• Blog
  • How to Build Open Source Cloud Asset Inventory with CloudQuery and Apache Superset (Preset)

How to Build Open Source Cloud Asset Inventory with CloudQuery and Apache Superset (Preset)

June 1, 2022

Yevgeny Pats
Name
Yevgeny Pats
Twitter
@yevgenypats

In this blog post, we will walk you through how to setup CloudQuery to build your cloud asset inventory in PostgreSQL and connect it to Apache Superset (or a hosted version such as preset.io) for visualization, monitoring and reporting.

General Architecture

  • ETL (Extract-Transform-Load) ingestion layer: CloudQuery
  • Datastore: PostgreSQL
  • Data Visualization and Exploration Platform: Apache Superset

What you will get

  • Raw SQL access to all your cloud asset inventory to create views or explore any questions or connection between resources.
  • Multi-Cloud Asset Inventory: Ingest configuration from all your clouds to a single datastore with a unified structure.
  • Avoid yet-another-dashboard fatigue: Use you existing Apache Superset setup as a best in class visualization platform to build cloud asset inventory.

Walkthrough

Step 1: Install or Deploy CloudQuery

If it’s your first time using CloudQuery we suggest you first run it locally to get familiar with the tool, take a look at our quickstart guide and AWS recipe.

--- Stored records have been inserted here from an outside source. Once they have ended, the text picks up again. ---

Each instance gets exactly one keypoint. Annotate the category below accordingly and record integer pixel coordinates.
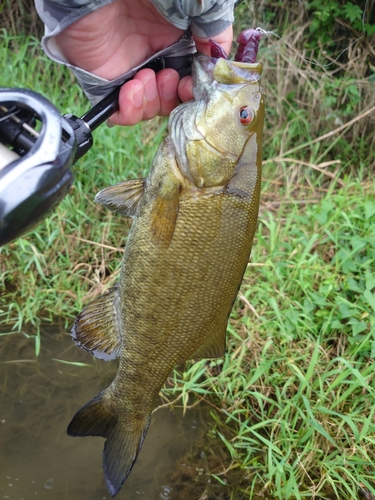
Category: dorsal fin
(122, 198)
(97, 327)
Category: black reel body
(39, 176)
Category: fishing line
(270, 33)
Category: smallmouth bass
(194, 221)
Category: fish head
(211, 133)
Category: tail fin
(124, 438)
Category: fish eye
(246, 115)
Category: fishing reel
(38, 146)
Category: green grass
(293, 400)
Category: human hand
(117, 37)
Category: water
(37, 401)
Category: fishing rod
(38, 147)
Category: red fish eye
(246, 115)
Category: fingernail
(150, 89)
(138, 97)
(169, 88)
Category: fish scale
(194, 221)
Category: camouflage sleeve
(204, 17)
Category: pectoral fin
(165, 211)
(123, 198)
(164, 220)
(97, 327)
(214, 347)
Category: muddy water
(37, 401)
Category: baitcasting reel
(38, 146)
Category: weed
(292, 401)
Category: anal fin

If you are already familiar with CloudQuery, take a look at how to deploy it to AWS on Amazon Aurora and EKS at here.

Step 2: Install or sign up to Superset

Apache Superset is an open source Data Visualization and Data Exploration Platform so there are a number of ways to deploy it:

Step 3: Connecting Apache Superset (Preset) to PostgreSQL

By default RDS Aurora instances are not accessible from the public internet. In order to enable access by Preset you are going to have to update your security groups to include the IP ranges that Preset publishes (or alternatively look at the publicly_accessible variable in our terraform modules - aws , GCP). If you deploy it in your own VPC you might be able to connect it in your private network.

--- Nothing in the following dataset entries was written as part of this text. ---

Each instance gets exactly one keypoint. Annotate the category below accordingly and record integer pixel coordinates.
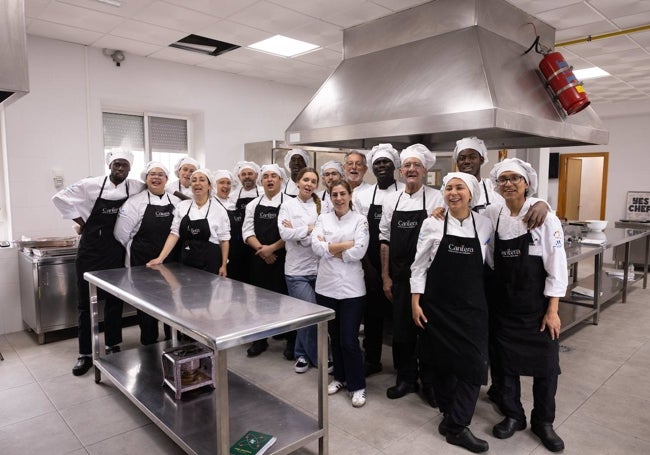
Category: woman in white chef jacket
(296, 222)
(202, 227)
(340, 239)
(530, 270)
(183, 170)
(448, 302)
(142, 227)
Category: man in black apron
(399, 235)
(240, 254)
(267, 268)
(98, 249)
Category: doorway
(582, 186)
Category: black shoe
(507, 427)
(401, 389)
(548, 436)
(429, 395)
(443, 426)
(82, 366)
(289, 351)
(468, 441)
(257, 348)
(372, 368)
(113, 349)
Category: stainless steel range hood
(14, 81)
(436, 73)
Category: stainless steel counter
(220, 313)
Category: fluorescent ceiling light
(590, 73)
(281, 45)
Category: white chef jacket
(362, 198)
(174, 186)
(548, 242)
(217, 218)
(129, 218)
(301, 260)
(248, 228)
(407, 203)
(340, 279)
(429, 240)
(78, 200)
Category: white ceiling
(147, 27)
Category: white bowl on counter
(596, 225)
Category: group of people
(470, 276)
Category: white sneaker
(334, 387)
(358, 398)
(302, 365)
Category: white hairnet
(271, 168)
(520, 167)
(332, 165)
(383, 151)
(473, 143)
(292, 152)
(471, 182)
(185, 160)
(117, 154)
(152, 165)
(419, 151)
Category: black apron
(456, 336)
(404, 230)
(196, 249)
(240, 255)
(478, 208)
(519, 306)
(152, 234)
(268, 276)
(98, 249)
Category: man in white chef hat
(294, 161)
(183, 170)
(93, 203)
(368, 200)
(402, 215)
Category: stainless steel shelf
(191, 421)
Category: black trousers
(456, 399)
(405, 339)
(544, 390)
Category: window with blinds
(149, 137)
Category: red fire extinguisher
(559, 75)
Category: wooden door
(574, 180)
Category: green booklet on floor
(252, 443)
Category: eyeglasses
(515, 179)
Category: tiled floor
(603, 402)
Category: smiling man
(93, 203)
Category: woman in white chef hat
(294, 161)
(183, 170)
(530, 270)
(448, 301)
(142, 227)
(202, 228)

Now you can connect preset to your PostgreSQL database by clicking “New Database”, choosing PostgreSQL and filling-in the following form:

If all your credentials are correct, click connect and then finish

Step 4: Create a Dataset

To be able to create charts that you will later add to a dashboard you first need to create a dataset (for full details see Creating Charts and Dashboards in Superset).

In this guide we will create a dataset from a view (also, see blog) we already created on our database but you can also create a dataset from any complex query you can think off in Superset SQL Lab.

Step 5: Create your first chart!

Now you are ready to create your first chart on top of our AWS Resource View (Also, see blog)! Choose the dataset you created in the last step (in this case aws_resources) and choose the chart type you want to create (we will take the Bar Chart but you can also change this in the chart screen).

If you are familiar with the Superset UI this step is pretty easy where you just choose or drag and drop the columns you want to visualize (and you can always revert to plain SQL if needed).

Step 6: Save & Add to dashboard

Click Save and choose the Dashboard you want to add the chart (or create a new one if you don’t have one) and then click Save again or Save & Go to Dashboard

You can now repeat steps 4-5 or 3-5 to create all charts you need and add them to your dashboard/s.

Step 7: Edit Dashboard, Add Filters and Share and Alert!

Now we are at the final stage where you can edit, resize and tweak the charts/widgets so it looks something like this:

You can add Filters to make the dashboard more interactive and you can now share this with other team members, send links, image of dashboards as well as periodic alerts and reports via Superset.

Summary

In this post we showed you how to build an open-source cloud asset inventory with CloudQuery as the ETL (Extract-Transform-Load) / data-ingestion layer and Apache Superset as the visualization and monitoring platforms. This approach eliminates the yet-another-dashboard fatigue and gives you the ability to pick the best-in-class visualization tools or reuse your current stack.